When will GPT-4 ‘Omni’ Arrive?
(Source: X)
GPT-4o’s text and image capabilities are starting to roll out today in ChatGPT. Developers can now access GPT-4o in the API as a text and vision model.
The company is rolling out GPT-4o to ChatGPT Plus and Team users, with Enterprise users to follow soon. ChatGPT Free users will also have access to advanced tools, including features like GPT-4 level intelligence, web responses, data analysis, and file uploads.

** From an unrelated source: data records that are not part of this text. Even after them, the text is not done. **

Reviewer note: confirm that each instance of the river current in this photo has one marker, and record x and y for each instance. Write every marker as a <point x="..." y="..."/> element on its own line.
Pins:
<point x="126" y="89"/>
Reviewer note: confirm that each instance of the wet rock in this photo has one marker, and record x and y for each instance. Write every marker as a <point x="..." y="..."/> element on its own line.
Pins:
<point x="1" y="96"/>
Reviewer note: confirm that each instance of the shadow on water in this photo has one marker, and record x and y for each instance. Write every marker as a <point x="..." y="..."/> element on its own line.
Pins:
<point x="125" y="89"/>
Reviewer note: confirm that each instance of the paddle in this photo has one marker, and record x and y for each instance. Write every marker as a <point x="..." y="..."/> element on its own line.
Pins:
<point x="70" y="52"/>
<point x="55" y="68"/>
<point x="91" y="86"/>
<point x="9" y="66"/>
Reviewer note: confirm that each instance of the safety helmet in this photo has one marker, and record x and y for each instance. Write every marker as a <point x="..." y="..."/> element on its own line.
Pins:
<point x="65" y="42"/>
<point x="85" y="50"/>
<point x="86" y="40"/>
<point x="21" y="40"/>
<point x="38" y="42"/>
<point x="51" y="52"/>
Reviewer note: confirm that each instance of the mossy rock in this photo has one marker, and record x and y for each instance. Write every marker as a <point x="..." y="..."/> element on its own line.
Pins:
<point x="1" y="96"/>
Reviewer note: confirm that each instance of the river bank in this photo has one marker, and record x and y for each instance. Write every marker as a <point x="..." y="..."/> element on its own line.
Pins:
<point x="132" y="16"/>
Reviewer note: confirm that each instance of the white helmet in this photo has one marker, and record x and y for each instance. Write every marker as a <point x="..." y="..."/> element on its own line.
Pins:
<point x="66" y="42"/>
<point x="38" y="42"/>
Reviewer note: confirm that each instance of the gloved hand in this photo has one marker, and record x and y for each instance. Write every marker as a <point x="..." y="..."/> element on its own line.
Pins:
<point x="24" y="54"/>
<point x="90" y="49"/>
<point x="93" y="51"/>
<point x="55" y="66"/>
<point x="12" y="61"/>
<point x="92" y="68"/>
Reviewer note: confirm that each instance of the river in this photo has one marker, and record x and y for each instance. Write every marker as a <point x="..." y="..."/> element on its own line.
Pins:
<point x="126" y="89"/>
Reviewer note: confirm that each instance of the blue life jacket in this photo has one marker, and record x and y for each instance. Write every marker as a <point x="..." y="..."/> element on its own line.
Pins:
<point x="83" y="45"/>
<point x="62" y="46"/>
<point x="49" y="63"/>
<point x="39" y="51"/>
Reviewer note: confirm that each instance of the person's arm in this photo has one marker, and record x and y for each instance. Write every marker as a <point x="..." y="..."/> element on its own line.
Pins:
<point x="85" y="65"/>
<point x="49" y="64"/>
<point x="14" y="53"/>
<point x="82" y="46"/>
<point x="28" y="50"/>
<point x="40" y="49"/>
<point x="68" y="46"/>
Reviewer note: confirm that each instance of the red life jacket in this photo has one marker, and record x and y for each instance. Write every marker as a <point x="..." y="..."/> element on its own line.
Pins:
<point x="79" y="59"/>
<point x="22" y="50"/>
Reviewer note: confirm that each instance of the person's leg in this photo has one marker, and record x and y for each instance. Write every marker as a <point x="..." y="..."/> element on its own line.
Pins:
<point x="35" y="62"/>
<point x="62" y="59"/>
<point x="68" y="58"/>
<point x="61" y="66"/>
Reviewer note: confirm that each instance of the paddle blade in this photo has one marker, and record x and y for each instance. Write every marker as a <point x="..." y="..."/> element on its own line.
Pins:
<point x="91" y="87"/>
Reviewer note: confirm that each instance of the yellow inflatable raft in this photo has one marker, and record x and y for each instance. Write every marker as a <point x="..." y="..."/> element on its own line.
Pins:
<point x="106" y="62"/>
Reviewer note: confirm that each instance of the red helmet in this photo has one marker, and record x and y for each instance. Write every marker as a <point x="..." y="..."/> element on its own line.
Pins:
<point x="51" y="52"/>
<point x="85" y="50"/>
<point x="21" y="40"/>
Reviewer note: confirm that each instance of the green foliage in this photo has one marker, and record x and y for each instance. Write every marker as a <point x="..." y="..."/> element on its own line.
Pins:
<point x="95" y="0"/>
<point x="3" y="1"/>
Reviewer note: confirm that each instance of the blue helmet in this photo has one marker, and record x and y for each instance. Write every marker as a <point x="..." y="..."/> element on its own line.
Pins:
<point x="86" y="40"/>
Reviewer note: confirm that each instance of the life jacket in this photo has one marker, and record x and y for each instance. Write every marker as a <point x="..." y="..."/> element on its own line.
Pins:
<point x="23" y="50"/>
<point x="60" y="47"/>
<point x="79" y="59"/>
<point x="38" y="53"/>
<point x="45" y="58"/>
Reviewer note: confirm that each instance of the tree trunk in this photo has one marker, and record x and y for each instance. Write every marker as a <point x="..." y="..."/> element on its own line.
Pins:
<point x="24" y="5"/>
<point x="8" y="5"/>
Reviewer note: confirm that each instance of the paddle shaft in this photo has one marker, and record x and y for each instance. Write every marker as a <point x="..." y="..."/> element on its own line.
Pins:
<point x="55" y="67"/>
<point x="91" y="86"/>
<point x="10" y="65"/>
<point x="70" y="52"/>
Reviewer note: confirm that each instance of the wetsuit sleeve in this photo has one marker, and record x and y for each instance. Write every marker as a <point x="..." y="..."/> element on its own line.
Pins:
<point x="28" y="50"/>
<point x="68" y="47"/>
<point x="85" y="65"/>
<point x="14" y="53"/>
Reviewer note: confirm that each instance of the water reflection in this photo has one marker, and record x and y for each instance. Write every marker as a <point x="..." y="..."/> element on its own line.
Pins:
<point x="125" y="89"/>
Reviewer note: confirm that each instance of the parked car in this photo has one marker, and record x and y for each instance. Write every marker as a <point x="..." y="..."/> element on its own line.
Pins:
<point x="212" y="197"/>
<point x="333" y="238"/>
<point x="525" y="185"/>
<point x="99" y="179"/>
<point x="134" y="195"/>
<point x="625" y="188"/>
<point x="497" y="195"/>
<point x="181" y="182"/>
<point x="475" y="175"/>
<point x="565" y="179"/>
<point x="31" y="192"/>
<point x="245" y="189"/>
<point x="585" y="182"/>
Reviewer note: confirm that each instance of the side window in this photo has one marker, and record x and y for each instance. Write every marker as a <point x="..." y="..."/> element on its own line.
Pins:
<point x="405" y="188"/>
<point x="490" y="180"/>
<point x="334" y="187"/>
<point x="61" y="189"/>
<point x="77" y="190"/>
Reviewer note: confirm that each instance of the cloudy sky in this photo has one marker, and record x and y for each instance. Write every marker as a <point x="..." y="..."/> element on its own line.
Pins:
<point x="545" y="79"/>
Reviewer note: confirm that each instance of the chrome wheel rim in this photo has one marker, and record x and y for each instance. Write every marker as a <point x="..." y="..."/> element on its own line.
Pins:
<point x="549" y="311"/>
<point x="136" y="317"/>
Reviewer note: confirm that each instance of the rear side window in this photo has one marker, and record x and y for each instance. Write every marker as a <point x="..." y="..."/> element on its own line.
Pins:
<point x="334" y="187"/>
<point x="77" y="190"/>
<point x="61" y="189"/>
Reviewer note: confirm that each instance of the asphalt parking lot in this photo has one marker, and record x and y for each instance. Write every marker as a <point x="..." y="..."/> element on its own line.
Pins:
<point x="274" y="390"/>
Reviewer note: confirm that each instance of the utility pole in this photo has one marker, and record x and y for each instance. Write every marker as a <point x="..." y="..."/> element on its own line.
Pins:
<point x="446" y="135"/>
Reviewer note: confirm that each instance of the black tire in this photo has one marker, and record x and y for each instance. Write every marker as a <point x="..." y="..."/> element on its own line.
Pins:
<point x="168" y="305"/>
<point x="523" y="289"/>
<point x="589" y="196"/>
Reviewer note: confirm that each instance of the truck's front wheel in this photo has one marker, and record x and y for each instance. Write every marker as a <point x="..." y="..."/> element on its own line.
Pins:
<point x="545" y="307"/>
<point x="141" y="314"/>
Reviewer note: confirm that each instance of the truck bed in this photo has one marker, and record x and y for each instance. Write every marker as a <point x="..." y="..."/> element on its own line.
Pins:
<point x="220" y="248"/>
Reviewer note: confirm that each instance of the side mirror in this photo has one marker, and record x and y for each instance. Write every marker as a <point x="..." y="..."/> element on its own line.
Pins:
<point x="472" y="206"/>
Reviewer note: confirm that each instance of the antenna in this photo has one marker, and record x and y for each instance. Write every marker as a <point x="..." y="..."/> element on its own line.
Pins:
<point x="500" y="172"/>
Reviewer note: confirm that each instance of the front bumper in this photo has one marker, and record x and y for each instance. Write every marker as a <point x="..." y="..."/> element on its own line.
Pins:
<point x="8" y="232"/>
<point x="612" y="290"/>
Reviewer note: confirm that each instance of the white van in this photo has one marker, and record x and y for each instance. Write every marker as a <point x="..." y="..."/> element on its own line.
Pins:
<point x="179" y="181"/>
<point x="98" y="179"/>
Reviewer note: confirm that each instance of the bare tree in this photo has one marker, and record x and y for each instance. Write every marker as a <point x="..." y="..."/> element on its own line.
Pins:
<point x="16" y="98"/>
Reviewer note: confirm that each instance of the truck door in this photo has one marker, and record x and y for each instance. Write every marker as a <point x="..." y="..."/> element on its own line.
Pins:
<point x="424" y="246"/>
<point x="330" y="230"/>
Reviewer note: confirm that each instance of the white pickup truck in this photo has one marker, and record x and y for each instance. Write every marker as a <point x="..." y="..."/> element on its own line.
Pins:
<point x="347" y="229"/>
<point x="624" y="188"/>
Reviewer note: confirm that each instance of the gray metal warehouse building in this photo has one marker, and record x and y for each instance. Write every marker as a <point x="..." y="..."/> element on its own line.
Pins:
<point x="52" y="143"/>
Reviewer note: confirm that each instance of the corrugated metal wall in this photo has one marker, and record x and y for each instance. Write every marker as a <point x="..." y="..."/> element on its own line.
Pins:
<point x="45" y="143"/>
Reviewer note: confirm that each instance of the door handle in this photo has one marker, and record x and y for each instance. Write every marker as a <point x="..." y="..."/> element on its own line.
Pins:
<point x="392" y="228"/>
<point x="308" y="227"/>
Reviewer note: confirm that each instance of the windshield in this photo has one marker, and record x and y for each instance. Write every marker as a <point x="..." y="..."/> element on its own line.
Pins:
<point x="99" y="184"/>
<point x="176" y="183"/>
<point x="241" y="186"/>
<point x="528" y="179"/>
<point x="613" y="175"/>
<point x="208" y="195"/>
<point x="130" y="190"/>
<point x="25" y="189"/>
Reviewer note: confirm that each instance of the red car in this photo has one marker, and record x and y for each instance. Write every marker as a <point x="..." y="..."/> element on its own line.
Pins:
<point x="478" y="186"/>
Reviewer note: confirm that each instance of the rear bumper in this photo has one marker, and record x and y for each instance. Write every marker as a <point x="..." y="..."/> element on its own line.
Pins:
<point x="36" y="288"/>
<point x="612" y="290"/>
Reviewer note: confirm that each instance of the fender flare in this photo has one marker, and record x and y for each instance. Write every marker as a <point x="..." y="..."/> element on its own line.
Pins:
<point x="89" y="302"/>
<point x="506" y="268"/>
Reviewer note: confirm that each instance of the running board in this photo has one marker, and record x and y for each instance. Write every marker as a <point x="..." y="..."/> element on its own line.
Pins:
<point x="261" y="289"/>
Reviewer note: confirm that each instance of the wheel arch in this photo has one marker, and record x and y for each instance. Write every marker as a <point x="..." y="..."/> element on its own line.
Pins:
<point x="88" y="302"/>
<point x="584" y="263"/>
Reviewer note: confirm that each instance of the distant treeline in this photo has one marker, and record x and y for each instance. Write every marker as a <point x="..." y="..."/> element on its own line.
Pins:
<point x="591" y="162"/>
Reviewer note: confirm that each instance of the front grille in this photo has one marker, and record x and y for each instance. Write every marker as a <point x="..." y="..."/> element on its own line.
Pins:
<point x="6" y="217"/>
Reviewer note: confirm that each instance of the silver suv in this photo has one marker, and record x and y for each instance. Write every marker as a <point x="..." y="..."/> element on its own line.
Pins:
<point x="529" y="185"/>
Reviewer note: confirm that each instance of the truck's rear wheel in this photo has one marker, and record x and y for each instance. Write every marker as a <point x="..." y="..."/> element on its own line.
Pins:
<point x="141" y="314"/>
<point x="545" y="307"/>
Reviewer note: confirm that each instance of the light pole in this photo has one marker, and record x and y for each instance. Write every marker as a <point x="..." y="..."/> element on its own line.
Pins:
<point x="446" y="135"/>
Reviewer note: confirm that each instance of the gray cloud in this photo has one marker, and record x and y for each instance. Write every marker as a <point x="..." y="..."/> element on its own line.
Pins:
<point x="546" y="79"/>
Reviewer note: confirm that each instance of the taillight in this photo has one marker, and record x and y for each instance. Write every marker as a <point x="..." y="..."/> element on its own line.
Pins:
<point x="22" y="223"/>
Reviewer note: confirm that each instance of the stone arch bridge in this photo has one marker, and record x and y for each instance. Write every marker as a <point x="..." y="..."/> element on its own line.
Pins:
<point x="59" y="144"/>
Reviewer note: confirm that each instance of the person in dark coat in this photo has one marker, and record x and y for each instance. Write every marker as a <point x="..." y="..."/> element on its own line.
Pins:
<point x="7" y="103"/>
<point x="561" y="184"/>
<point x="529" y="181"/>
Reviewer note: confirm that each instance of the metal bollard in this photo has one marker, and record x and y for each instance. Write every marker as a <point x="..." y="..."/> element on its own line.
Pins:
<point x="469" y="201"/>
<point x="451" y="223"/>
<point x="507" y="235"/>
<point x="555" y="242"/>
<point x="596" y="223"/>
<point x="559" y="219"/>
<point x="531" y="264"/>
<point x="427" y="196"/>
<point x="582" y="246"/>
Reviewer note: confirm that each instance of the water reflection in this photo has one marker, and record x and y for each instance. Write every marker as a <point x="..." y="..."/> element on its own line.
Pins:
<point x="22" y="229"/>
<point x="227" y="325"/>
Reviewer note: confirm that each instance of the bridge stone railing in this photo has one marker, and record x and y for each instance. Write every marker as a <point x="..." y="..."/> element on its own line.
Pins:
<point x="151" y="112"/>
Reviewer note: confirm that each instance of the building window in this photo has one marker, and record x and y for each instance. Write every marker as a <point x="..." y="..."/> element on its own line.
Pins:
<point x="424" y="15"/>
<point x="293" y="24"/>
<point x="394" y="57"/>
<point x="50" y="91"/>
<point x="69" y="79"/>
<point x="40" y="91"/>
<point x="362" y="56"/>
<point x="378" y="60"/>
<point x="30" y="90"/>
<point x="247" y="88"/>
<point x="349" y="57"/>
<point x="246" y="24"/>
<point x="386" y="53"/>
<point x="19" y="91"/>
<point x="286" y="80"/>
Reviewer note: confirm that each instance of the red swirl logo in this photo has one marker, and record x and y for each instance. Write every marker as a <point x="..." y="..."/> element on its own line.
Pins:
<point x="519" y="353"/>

However, ChatGPT Free users will have a message limit, which will increase as usage and demand grow. When the limit is reached, the app will automatically switch to GPT-3.5 to ensure uninterrupted conversations.Last but not least, the company has also introduced a simplified look and feel for ChatGPT, featuring a new home screen, message layout, and more. The new design is designed to be friendlier and more conversational.